DO NOT FORK THE REPOSITORY, AS IT WILL MAKE YOUR SOLUTION PUBLIC. INSTEAD, CLONE IT AND ADD A NEW REMOTE TO A PRIVATE REPOSITORY, OR SUBMIT A GIST
Install Noir v0.37.0.
curl -L noirup.dev | bash
noirup --version 0.37.0
Install the compatible version of the bb CLI for the Barretenberg proving backend.
curl -L bbup.dev | bash
bbup --version 0.61.0
Generate the witness:
nargo execute
Generate the proof:
bb prove -b ./target/puzzle3.json -w ./target/puzzle3.gz -o ./target/proof
Verify the proof:
bb verify -p ./target/proof
Compile:
nargo compile
Generate the verification key:
bb write_vk -b ./target/puzzle3.json -o ./target/vk
______ _ __ _ _ _
|___ /| | / / | | | | | |
/ / | |/ / | |_| | __ _ ___| | __
/ / | \ | _ |/ _` |/ __| |/ /
./ /___| |\ \ | | | | (_| | (__| <
\_____/\_| \_/ \_| |_/\__,_|\___|_|\_\
A cutting-edge crypto company unveiled http://JWT.pk, a revolutionary identity
infrastructure platform designed to simplify private key management. By allowing
users to register seamlessly with existing keys, the service promised to redefine convenience and
security in the digital world. It allows users to send amounts up to $100 without having access to their
private keys.
The registration process goes as follows: Users sign up with their existing
public keys (pk) http://JWT.pk then samples a secret value called “pepper” and computes an identifier
of the form: “{pk}_{pepper}”. SHA256 of the identifier is then added to the set of registered identifiers.
Users can later authenticate a transaction by simply providing a proof
of knowledge of the whitelisted identifier formed by the (pk, pepper) pair without needing to use
their private key at any step of the process.

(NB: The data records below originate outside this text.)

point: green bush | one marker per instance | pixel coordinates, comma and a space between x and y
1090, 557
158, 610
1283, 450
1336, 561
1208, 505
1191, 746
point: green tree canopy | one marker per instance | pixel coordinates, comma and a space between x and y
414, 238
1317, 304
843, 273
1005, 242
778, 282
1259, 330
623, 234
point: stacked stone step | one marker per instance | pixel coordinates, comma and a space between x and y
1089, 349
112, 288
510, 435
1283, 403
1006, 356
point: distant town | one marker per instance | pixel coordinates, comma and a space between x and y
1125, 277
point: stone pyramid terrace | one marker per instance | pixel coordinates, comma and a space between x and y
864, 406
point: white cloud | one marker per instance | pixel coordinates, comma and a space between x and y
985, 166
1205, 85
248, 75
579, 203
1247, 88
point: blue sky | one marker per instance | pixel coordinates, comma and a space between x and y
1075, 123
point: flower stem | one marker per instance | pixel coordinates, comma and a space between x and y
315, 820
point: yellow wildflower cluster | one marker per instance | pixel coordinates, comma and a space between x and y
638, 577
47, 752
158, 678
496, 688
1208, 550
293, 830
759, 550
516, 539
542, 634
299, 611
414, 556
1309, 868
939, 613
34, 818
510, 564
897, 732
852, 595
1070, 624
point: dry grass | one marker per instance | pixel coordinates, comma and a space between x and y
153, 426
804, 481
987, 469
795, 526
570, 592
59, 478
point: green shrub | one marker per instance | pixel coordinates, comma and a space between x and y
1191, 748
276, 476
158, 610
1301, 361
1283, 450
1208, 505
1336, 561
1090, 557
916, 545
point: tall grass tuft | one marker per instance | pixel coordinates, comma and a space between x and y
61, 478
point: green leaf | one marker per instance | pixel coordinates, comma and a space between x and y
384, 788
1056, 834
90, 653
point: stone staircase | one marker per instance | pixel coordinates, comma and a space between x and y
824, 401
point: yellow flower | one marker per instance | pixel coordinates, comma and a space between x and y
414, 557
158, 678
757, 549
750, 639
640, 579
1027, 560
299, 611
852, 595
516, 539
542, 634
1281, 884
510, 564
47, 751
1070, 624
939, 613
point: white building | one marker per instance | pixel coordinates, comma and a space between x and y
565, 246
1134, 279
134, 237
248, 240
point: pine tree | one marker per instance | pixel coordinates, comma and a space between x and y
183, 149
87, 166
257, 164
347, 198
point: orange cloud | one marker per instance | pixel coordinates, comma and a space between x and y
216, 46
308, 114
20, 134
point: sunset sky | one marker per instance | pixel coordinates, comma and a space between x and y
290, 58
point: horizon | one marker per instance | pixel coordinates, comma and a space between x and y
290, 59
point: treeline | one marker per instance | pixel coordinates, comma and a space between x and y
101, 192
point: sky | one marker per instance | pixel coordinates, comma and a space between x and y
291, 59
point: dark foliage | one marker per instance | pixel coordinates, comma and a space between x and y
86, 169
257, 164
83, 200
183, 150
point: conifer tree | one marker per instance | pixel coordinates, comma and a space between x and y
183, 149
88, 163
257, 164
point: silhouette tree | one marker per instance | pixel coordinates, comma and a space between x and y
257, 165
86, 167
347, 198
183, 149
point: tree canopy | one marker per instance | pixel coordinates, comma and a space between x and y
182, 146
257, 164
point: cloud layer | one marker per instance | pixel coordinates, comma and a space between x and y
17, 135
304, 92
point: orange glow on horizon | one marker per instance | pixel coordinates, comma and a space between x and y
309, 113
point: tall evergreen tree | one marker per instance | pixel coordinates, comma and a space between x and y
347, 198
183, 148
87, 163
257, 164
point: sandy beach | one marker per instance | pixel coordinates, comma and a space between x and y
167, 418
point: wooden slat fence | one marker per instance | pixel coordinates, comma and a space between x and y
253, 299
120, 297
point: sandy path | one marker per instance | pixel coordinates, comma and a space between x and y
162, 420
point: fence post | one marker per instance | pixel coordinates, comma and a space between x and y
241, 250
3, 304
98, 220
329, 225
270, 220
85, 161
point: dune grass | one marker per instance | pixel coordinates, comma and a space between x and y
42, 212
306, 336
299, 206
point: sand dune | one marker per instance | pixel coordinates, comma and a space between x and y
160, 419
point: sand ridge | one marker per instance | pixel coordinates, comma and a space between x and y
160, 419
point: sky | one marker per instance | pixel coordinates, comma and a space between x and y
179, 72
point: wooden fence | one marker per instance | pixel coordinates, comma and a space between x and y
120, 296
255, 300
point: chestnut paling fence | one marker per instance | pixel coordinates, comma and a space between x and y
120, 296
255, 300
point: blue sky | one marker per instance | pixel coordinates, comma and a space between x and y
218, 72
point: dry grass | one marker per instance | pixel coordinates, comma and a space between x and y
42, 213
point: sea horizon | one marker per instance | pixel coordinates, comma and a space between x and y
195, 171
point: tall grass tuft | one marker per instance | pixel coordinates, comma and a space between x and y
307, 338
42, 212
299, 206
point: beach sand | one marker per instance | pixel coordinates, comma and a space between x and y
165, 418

Alice found out that Bob registered to http://JWT.pk with a
public key “BOB_pk”. She then registered using “ALICE_pk” and
obtained “ALICE_pepper” from http://JWT.pk.
Bob woke up one morning to see his account drained. How did Alice do it?
The main.nr file only contains the main function, which is the constraints (circuit) that are in it. We are not allowed to modify this file.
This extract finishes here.